Saturday, November 03, 2007

The Good Life?

If some people (Brent McKinney), think that I am going to post every day my musings on life, those people are mistaken! Surely you have better things to read daily than my thoughts (try Brent's blog, the BBC news, or Till We Have Faces, by C.S. Lewis)... so I am going for once a week! And that is pretty dang good if you ask me.

DTS has been good, and hard. But honestly, I am thriving here. My respect for and reverence of God's word is growing so much, and I am more convinced than EVER (in spite of very difficult questions) that I am serving the one true God, and that his Bible is inspired. At the same time, I am filled with questions about this life I am living, and how to live it WELL. There are so many needs in this world, in this country, in Dallas, in the library I am sitting in right now, that my heart hurts. Just this week I read about forced prostitution in Thailand where girls and boys younger than I had fathomed are sold into the sex trade. Later I read about how 1500 languages in Africa still have not one book of the bible. Then I think about my neighbor, a full time student who has four kids, a wife whose health is faltering, and is unable to find a job... it can get overwhelming...

"Only one life, twill soon be past. Only what's done for Christ will last." My friend Bill prefers to say "in" Christ, and I think I like his revision. My heart breaks for the people in need around me, and I commit my life to loving others as best as I know how, but always, ALWAYS for the sake of, and IN, Christ. God did not create me to run around like a chicken with my head cut off "meeting needs." He created me to LOVE Him, and to love others. I cannot do the latter when I neglect the first, and furthermore, there is no joy in it.

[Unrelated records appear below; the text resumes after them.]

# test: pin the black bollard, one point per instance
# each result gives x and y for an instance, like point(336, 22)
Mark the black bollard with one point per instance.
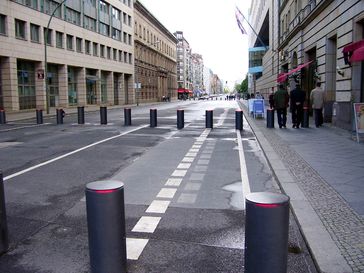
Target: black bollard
point(180, 118)
point(127, 116)
point(4, 243)
point(60, 115)
point(2, 116)
point(270, 118)
point(39, 116)
point(106, 226)
point(81, 114)
point(209, 119)
point(103, 115)
point(153, 118)
point(239, 119)
point(306, 118)
point(266, 232)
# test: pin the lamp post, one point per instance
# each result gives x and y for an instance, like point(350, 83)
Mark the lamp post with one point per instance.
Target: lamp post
point(139, 85)
point(45, 56)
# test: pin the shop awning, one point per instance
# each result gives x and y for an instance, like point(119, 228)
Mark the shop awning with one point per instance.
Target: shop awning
point(354, 52)
point(283, 76)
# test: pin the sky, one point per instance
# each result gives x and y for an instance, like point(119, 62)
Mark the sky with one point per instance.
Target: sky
point(211, 29)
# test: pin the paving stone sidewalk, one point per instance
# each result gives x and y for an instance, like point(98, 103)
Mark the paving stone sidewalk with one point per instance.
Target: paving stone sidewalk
point(328, 166)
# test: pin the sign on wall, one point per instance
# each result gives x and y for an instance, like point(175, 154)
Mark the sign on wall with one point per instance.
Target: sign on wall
point(359, 118)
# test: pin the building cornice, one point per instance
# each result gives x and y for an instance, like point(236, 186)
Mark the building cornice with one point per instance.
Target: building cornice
point(143, 10)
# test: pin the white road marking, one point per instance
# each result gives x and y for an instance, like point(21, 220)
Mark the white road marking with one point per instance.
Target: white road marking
point(173, 182)
point(135, 247)
point(71, 153)
point(146, 224)
point(243, 170)
point(184, 165)
point(192, 186)
point(166, 193)
point(158, 206)
point(187, 198)
point(179, 173)
point(188, 159)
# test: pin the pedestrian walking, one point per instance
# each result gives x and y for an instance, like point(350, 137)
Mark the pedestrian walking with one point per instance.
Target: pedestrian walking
point(271, 99)
point(317, 99)
point(297, 99)
point(281, 99)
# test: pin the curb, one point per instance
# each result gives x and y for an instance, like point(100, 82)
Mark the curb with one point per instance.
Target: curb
point(323, 249)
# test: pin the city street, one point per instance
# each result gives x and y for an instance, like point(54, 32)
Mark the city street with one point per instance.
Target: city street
point(184, 189)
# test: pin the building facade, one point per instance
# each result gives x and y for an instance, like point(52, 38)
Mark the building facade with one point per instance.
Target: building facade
point(89, 53)
point(316, 32)
point(312, 34)
point(184, 71)
point(197, 74)
point(263, 43)
point(155, 58)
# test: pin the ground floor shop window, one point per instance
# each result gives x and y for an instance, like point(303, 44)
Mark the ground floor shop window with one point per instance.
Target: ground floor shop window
point(53, 85)
point(26, 85)
point(72, 86)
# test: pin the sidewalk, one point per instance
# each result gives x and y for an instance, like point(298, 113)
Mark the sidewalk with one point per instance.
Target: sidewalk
point(321, 169)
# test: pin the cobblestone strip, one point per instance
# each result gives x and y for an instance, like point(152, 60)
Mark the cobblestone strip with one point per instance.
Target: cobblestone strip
point(344, 225)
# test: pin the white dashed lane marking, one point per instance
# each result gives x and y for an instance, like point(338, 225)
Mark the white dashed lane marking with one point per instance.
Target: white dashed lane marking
point(166, 193)
point(158, 206)
point(146, 224)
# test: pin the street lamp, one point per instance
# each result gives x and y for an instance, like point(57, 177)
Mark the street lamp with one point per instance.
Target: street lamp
point(139, 85)
point(45, 56)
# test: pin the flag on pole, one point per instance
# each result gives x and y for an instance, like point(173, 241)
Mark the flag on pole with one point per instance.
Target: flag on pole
point(240, 19)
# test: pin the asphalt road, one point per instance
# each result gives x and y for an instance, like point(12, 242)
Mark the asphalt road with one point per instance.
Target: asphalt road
point(184, 199)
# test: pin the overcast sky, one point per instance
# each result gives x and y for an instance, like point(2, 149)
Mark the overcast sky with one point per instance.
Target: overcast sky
point(210, 28)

I heard someone once say, "The only Christian leader I know of who didn't have a 'gottago gottago gotta save the world' Messiah complex was, in fact, The Messiah!" Jesus rested. He talked, he had relationships. He went away by himself for awhile. He did not life a frantic life. But lest we read this and use it as an excuse for "selfishness," let's remember his sacrifice. He created the world, and then entered into it as a man. He knit people together, and they crucified him. No, Jesus did not live a frantic life. But he did lead a life of loving sacrifice. Oh, how I long for my life to look like his! For today, the only thing I know is I must spend time with him, and pray as I try to love others well.

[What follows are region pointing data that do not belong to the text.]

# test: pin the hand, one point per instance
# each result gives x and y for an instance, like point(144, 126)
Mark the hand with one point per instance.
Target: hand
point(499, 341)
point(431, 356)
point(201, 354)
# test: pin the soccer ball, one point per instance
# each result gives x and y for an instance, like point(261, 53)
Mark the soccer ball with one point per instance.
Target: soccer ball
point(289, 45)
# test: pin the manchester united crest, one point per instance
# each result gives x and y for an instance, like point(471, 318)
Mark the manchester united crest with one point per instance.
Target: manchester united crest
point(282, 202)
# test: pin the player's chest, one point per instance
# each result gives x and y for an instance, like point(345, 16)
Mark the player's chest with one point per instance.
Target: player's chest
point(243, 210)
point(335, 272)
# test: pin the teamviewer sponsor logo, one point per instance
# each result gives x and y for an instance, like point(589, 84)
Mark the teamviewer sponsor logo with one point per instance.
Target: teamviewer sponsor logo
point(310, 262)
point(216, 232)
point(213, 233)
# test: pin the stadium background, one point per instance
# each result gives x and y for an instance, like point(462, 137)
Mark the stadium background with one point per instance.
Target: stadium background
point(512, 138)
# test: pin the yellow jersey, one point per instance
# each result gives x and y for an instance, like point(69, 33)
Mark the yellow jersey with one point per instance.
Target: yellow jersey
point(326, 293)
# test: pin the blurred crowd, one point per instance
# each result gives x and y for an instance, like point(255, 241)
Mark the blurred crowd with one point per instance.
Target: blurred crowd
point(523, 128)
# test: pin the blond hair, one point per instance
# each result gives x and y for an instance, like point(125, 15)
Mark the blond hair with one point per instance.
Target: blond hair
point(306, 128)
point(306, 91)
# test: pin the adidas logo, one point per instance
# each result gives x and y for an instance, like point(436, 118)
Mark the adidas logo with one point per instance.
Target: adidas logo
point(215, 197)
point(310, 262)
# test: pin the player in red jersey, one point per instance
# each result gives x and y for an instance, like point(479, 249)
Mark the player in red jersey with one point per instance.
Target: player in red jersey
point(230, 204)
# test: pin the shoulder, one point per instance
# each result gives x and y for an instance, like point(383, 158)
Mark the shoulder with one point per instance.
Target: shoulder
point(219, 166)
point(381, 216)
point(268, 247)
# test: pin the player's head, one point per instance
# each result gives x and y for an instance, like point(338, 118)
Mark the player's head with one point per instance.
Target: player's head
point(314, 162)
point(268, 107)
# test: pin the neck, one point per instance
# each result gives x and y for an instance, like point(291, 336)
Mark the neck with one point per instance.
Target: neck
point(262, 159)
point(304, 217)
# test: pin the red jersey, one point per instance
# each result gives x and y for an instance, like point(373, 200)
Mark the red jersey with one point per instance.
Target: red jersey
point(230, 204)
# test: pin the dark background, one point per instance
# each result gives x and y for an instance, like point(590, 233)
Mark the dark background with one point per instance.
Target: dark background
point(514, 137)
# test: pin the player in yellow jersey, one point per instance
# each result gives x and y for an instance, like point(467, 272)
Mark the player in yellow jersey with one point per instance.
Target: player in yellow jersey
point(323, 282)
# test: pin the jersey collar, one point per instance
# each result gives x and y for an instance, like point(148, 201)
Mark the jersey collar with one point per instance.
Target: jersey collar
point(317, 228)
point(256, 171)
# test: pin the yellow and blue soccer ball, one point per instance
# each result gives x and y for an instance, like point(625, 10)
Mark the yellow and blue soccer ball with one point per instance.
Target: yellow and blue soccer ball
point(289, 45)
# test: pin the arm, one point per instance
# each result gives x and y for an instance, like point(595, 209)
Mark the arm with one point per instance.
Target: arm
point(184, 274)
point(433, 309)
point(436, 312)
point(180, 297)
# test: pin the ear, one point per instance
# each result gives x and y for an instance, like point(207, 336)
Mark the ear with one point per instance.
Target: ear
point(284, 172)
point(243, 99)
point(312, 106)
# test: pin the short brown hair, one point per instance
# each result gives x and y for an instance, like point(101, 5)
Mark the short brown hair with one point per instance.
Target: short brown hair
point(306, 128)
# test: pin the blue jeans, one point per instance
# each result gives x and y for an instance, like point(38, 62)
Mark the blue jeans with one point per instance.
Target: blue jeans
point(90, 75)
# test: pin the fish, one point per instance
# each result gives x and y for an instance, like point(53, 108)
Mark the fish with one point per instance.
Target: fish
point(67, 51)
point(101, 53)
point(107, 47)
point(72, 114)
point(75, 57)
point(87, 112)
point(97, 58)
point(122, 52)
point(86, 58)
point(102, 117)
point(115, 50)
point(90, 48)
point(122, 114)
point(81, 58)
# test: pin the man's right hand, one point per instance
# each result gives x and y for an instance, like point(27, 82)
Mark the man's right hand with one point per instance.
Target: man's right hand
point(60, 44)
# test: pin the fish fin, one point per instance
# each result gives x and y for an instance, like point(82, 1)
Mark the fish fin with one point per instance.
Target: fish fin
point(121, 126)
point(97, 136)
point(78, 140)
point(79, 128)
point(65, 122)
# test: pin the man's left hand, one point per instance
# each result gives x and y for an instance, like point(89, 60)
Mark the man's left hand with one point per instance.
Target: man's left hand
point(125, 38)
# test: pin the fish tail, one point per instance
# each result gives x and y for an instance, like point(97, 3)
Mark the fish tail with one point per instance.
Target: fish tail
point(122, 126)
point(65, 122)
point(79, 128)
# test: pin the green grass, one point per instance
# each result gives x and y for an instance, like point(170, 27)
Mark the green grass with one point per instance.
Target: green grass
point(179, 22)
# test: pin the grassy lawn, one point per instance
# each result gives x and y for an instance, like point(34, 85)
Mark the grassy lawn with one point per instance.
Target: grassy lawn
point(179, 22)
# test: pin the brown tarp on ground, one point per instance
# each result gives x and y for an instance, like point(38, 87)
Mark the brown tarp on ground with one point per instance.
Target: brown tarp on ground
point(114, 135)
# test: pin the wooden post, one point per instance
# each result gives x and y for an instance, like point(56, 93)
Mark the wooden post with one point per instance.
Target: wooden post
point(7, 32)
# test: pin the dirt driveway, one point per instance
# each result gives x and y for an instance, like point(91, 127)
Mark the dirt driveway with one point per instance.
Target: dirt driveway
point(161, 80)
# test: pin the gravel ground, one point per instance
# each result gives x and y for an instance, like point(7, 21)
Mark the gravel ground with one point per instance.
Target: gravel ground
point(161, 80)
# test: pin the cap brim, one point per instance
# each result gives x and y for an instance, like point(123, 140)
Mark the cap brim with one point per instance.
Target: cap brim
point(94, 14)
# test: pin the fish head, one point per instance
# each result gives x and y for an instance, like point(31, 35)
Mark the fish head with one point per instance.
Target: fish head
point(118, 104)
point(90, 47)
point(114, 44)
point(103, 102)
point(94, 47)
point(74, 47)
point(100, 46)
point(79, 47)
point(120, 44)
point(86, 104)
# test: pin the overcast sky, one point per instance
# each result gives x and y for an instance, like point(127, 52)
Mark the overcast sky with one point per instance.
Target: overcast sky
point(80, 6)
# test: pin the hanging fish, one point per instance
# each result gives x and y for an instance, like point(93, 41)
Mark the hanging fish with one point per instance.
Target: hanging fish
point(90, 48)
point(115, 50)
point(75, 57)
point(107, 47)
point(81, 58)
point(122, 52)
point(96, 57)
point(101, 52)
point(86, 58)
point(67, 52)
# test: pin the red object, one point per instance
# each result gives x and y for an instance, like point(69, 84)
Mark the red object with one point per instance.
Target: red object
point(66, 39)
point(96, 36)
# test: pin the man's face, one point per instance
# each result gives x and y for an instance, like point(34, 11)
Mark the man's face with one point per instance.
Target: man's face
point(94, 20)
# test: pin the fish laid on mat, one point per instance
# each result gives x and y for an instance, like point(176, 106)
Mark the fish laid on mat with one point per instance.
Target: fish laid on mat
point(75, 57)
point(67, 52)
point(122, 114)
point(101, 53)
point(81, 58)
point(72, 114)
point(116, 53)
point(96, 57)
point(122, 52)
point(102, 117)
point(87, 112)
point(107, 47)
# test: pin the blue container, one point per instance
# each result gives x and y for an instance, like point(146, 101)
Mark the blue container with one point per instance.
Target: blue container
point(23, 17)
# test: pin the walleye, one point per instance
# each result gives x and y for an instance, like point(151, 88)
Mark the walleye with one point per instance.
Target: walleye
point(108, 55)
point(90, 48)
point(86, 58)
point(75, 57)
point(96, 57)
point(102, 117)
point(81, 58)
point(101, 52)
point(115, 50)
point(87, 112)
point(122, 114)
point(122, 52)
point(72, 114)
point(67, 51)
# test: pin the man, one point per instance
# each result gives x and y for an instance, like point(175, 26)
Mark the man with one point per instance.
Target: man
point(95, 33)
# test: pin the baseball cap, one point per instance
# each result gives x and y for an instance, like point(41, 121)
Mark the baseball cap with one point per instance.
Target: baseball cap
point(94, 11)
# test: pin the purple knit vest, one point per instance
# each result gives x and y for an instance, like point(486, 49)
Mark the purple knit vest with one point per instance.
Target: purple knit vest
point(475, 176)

Please pray for me as I look for direction and guidance, and as I seek to put Christ first in all I do. Pray for yourself too! Also, please look up around you, at the woman in the checkout line in the grocery store, at your neighbor, at your children. What needs to they have? Could God be calling you to serve them by helping to meet them? Oh, how I love Jesus! If you know him, I pray you walk closely with him today. If you don't, please email or call me and we can talk, or ask someone you think might know.

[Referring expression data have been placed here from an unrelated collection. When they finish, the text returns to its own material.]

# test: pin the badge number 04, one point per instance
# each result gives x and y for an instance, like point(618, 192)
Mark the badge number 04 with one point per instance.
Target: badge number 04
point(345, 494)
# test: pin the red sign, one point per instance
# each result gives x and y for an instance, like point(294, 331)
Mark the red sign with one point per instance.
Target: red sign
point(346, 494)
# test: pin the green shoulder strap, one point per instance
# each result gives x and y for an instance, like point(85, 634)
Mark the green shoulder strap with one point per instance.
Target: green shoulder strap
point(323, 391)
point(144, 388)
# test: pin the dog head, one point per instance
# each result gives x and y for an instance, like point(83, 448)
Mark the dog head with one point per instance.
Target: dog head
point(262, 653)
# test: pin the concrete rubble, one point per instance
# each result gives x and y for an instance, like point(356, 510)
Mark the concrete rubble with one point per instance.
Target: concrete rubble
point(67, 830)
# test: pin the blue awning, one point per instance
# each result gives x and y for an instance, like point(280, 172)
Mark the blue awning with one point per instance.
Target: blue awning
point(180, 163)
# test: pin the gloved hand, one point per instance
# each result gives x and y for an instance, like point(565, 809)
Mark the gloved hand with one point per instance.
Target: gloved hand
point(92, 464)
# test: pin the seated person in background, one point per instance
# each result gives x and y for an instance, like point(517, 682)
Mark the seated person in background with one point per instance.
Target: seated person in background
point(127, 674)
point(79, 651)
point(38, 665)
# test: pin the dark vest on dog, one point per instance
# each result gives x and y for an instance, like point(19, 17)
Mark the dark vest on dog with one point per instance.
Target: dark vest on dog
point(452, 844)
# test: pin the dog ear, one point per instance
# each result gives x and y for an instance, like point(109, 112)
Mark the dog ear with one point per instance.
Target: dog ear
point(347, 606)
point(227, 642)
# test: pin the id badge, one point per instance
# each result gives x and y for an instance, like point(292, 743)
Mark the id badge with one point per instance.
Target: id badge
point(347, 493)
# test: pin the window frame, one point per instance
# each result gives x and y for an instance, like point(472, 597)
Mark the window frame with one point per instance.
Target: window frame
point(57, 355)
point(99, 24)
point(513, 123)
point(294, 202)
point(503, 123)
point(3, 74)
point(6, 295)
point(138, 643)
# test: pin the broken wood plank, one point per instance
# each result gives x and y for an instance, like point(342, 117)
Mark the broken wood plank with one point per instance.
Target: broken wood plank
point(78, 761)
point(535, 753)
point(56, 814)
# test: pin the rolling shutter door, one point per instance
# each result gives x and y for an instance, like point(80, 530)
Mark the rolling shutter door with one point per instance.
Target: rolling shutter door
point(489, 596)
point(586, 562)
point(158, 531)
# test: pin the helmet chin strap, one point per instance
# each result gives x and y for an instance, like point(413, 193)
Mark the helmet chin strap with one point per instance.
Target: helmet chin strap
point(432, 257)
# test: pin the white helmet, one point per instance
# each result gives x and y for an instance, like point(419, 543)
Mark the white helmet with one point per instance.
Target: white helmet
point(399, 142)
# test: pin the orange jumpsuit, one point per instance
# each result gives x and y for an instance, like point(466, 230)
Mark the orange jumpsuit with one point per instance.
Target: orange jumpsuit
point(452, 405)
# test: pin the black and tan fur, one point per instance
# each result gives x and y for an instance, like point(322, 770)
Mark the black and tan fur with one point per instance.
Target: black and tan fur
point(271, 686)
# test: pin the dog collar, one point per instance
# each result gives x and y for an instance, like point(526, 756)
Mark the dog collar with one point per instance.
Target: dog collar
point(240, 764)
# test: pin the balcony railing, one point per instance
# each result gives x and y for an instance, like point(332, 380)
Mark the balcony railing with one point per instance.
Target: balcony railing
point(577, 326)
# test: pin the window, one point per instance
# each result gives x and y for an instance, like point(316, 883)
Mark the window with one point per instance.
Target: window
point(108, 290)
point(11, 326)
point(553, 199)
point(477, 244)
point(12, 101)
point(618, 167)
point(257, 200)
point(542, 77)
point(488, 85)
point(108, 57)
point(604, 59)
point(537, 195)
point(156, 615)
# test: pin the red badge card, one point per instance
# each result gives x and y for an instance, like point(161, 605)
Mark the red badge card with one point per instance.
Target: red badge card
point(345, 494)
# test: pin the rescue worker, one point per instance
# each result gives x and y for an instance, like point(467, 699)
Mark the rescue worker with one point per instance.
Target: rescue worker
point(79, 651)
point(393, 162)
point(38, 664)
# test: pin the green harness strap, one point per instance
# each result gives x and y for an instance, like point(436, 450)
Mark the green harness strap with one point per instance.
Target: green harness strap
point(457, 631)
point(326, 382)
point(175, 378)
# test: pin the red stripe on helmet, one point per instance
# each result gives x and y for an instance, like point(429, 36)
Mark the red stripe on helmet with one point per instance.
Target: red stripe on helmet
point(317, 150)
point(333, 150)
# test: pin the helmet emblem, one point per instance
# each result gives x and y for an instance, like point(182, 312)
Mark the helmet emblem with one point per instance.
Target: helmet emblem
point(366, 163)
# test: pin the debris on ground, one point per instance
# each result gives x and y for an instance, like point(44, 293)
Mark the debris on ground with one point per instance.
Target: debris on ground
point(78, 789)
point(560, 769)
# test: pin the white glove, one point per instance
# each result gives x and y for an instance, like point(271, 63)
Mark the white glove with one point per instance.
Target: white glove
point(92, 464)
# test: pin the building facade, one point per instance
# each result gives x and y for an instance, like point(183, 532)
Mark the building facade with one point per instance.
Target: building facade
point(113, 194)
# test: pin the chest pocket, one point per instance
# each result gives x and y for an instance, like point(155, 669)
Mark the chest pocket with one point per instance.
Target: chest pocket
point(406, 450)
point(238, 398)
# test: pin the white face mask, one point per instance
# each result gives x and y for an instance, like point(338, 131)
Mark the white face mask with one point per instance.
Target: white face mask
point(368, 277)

I'm sorry for this being a bit preachy! It was more like "thoughts" than an update. But whatever!
May God be glorified in all we say and do!

2 comments:

Kendra said...

Hello, ok..so I am TERRIBLY CURIOUS, and maybe you can correct my assumptions, but what is it like being a female student at DTS? Could you write about that? I am a fellow woman-in-ministry that went through Seminary. (Presbyterian.) I know that I had a love/hate relationship with the process.

en la lucha,
Kendra

Anonymous said...

Abby,
I was blessed by your blog today. I will pray for both of us. I love you.